Reprimiendo sus inhumanos deseos, muerde un poco su hombro, aunque lo suficientemente fuerte como para dejar una marca temporal al día siguiente.
Deslizando sus manos a sus pezones, jalandolos y apretandolos con una leve rudeza que provoca un espasmo que siente cuando le aprieta por dentro, haciendole gruñir ronco.
— Aah-... Y-Yo...
Tomando la hombria del moreno, empezó a masturbarle, haciendo que el cuerpo del ojigris se arqueara en esa ola de nuevas emociones y sensaciones que habría deseado sentir desde mucho antes.
— Aagh... — Ahogando gruñidos roncos Law sentía cómo las hábiles manos del "castaño" le hacían perderse en esa nueva pestaña del placer, ademas de que las estocadas llegaban firmes y certezas.
Llegar al climax había sido una sensaciones inexplicable, como si su alma le hubieran abandonado de su cuerpo.
Tras varios minutos donde ambos se desconocen, el interior del ojigris se contrae abruptamente, al par que soltando un gemido ronco, la esencia del ojiambar se derrama por completo dentro de él.
Cansados como nunca antes, se separa, dejando que el moreno se desplome, cayendo agotado sobre la cama, y de pronto, Kid recapacita sobre sus actos.
— ¿Estas bien? — Pregunta pensando que tal vez se sobrepasó, nunca había sido tan rudo.
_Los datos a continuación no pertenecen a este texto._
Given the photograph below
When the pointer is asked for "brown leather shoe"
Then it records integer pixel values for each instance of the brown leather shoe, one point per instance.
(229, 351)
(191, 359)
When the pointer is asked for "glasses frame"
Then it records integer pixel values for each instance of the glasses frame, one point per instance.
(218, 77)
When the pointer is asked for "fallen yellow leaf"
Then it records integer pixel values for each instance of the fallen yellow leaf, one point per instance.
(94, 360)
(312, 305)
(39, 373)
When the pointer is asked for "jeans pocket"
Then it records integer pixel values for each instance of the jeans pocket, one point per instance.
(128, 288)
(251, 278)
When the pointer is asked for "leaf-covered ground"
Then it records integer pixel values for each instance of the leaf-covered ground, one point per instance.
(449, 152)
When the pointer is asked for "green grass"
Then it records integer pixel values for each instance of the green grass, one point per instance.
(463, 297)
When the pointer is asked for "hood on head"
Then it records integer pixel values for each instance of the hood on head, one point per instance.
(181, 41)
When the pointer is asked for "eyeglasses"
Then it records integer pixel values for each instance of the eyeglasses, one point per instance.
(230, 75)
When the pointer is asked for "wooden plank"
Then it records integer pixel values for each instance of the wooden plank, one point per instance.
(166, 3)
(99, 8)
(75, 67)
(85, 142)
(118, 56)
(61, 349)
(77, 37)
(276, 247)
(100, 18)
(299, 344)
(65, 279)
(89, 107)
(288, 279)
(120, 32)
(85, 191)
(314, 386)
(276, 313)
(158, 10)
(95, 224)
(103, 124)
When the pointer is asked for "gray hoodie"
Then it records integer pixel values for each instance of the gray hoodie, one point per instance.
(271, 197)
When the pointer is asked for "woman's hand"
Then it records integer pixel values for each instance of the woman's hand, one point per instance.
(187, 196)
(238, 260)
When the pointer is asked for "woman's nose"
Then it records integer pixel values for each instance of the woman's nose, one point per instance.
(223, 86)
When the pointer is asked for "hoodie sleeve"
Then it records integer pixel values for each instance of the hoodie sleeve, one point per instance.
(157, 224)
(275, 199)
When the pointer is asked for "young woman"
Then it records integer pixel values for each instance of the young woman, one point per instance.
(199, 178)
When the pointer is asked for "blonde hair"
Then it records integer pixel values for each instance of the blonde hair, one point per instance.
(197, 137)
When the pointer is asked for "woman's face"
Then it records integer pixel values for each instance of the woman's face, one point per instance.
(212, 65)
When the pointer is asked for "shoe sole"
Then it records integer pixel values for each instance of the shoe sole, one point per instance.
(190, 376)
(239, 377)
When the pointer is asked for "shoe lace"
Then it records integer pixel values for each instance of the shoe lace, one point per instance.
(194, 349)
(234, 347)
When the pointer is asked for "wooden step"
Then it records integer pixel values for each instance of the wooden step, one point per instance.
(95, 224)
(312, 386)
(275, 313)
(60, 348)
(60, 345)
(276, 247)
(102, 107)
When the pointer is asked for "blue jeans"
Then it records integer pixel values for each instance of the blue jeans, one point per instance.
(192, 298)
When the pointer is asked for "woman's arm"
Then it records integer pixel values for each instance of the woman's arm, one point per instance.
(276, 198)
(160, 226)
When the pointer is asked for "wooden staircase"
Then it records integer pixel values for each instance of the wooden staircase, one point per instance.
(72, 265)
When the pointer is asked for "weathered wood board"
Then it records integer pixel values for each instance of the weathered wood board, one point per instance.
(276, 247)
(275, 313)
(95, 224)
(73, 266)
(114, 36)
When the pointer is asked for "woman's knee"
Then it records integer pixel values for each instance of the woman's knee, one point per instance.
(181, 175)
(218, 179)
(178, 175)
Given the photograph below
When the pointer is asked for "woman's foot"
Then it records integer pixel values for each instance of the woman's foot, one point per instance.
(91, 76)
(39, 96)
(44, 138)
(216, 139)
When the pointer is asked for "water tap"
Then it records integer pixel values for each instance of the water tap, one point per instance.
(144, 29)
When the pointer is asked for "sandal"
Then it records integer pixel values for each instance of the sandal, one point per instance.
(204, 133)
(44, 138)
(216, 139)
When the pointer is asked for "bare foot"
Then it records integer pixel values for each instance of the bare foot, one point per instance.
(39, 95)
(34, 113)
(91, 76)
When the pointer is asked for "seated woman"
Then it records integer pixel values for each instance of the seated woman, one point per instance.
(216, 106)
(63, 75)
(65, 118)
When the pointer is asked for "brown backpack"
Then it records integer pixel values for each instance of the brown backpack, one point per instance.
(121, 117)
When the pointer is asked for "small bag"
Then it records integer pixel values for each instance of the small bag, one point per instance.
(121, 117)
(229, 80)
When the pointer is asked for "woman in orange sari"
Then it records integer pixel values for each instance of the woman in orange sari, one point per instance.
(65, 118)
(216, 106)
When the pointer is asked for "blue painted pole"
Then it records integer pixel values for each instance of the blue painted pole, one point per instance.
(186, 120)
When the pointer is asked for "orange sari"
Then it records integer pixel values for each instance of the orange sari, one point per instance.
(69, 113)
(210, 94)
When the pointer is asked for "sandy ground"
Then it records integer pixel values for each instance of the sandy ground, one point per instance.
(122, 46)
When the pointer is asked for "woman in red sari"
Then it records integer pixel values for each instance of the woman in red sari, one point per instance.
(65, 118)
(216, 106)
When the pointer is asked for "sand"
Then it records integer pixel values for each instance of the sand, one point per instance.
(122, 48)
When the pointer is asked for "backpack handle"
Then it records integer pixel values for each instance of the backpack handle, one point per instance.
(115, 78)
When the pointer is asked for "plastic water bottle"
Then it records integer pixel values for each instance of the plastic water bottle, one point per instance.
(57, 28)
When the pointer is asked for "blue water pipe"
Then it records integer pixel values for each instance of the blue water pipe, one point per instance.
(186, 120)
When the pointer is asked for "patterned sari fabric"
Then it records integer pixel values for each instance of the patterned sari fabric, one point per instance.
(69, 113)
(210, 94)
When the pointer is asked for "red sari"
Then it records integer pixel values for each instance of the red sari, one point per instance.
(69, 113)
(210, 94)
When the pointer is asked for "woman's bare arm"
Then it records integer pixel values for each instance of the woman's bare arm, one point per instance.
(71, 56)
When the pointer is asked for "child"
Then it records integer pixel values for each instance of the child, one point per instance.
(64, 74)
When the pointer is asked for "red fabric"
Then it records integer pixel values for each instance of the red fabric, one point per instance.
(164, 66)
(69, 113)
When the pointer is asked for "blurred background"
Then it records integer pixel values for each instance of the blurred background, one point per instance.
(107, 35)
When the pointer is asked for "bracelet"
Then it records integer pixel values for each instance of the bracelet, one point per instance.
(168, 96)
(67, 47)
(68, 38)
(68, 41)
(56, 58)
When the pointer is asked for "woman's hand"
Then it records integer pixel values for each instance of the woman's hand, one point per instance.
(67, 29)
No sabía qué demonios había pasado ni en qué momento se entusiasmó tanto.
— Sí... me duele un poco la cadera. — Confiesa sin poder darle la cara.
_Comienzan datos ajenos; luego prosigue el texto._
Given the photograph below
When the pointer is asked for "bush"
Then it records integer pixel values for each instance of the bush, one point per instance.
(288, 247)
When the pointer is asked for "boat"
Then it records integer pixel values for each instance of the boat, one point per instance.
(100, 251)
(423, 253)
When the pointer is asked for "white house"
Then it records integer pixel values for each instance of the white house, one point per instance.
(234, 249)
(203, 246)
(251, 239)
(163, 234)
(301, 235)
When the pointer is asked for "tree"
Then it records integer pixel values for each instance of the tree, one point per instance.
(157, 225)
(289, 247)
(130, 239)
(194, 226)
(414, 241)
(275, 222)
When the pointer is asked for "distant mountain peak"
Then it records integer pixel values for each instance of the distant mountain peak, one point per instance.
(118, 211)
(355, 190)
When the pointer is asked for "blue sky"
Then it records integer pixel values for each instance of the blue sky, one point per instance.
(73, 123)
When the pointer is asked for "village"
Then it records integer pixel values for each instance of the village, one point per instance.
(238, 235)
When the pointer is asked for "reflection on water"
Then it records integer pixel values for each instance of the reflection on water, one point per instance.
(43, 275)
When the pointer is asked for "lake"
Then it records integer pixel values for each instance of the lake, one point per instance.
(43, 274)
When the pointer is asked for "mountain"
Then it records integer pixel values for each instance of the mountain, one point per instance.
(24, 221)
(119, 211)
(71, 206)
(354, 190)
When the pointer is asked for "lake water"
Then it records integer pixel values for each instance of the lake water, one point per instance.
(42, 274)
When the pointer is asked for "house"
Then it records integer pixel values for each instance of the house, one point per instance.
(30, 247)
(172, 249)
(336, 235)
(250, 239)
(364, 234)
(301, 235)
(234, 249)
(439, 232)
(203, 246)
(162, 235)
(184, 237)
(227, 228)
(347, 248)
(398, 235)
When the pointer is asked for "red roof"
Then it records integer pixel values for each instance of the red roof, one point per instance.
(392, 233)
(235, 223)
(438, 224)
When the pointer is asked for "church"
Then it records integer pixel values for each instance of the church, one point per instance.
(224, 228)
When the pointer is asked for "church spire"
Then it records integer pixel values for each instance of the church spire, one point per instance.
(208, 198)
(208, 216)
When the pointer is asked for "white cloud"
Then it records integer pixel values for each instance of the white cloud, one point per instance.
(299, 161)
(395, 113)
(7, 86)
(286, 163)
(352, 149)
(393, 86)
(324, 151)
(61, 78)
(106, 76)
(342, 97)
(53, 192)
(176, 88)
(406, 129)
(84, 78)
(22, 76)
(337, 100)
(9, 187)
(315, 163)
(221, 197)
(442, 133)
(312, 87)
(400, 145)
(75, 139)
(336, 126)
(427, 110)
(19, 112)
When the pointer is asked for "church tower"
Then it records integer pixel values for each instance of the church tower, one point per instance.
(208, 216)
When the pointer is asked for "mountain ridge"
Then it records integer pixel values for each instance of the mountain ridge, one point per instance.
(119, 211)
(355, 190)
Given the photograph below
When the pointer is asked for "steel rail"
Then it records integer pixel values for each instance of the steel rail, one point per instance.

Su respiración aún está agitada, aún hay un gran rubor en sus mejillas.
Levantarse fue un calvario, no sabe como estaria mañana.
Kid limpió su frente con su dorso, su cuerpo brillaba con el aperlado que creaba su sudor.
— ¿Seguro estas bien? — Cuestionó aún extrañado por su recién adquirida amabilidad.
— Sí, sólo necesito unos momentos.
Y como si de un destello se tratara, reaccionó cubriendo su pecho cual señorita avergonzada. — ¡No enciendas la luz —
El enorme y muy vistoso tatuaje que cubria todo su pecho y parte de sus hombros, lo cuales por suerte sí había maquillado.
Apenas era que el ojiambar se había levantado, no habia caminado ni un paso cuando el grito del otro lo dejó estático.
La expresión de Kid era un poema, Law estuvo tentando a bajar la sabana y mostrarse, pensando que no volvería a verlo, mas las advertencias de Doffy le bombardearon mentalmente.
— ¿Seguro que estas bien?
— Sí. — Contestó secamente ya cubierto cuando Kid encendió la luz. — Date la vuelta.
Ordenó el moreno, siendo observado con intriga y una ceja en alto por el ojiambar.
— ¡Ahora!
Y cómo si un niño se tratara, se dio medida vuelta, quedando sentado en la cama, mirando hacia la puerta.
Law tomó con toda prisa su camisa de vestir dándole la espalda al otro, abotonandose a toda prisa.
Kid no pudo evitar mirar de reojo, apreciando aquel delgado aunque bien formado trasero. Si seguía mirando iba a tener que hacerlo suyo de nuevo. Logrando tambien ver una parte de lo que el chico trataba de ocultar con tanta impaciencia.
Vaya que era un gran tatuaje.
— ¿Y si mejor tomas una foto?
— ¿Qué?
— Siento tu mirada como si fuera una maldita flecha.
— ¿Puedo? — cuestionó con esa mirada libidinosa que empezaba a enloquecer al moreno.
Ambos rieron rompiendo la tensión del momento.
Tomando sus respectivos atuendos, la máscara empezaba a molestarle el rostro, cabe decir que Kid deseaba probar esos delgados labios de forma más completa.
Y Law no estaba en una situación diferentes, ver aquellos labios que apenas se percibían por el esa mascara veneciana.
Vestidos, ambos chicos tomaron un último trago, como un sello que marcaba aquella noche como una de las mejores de su vida, y la última vez que se verian.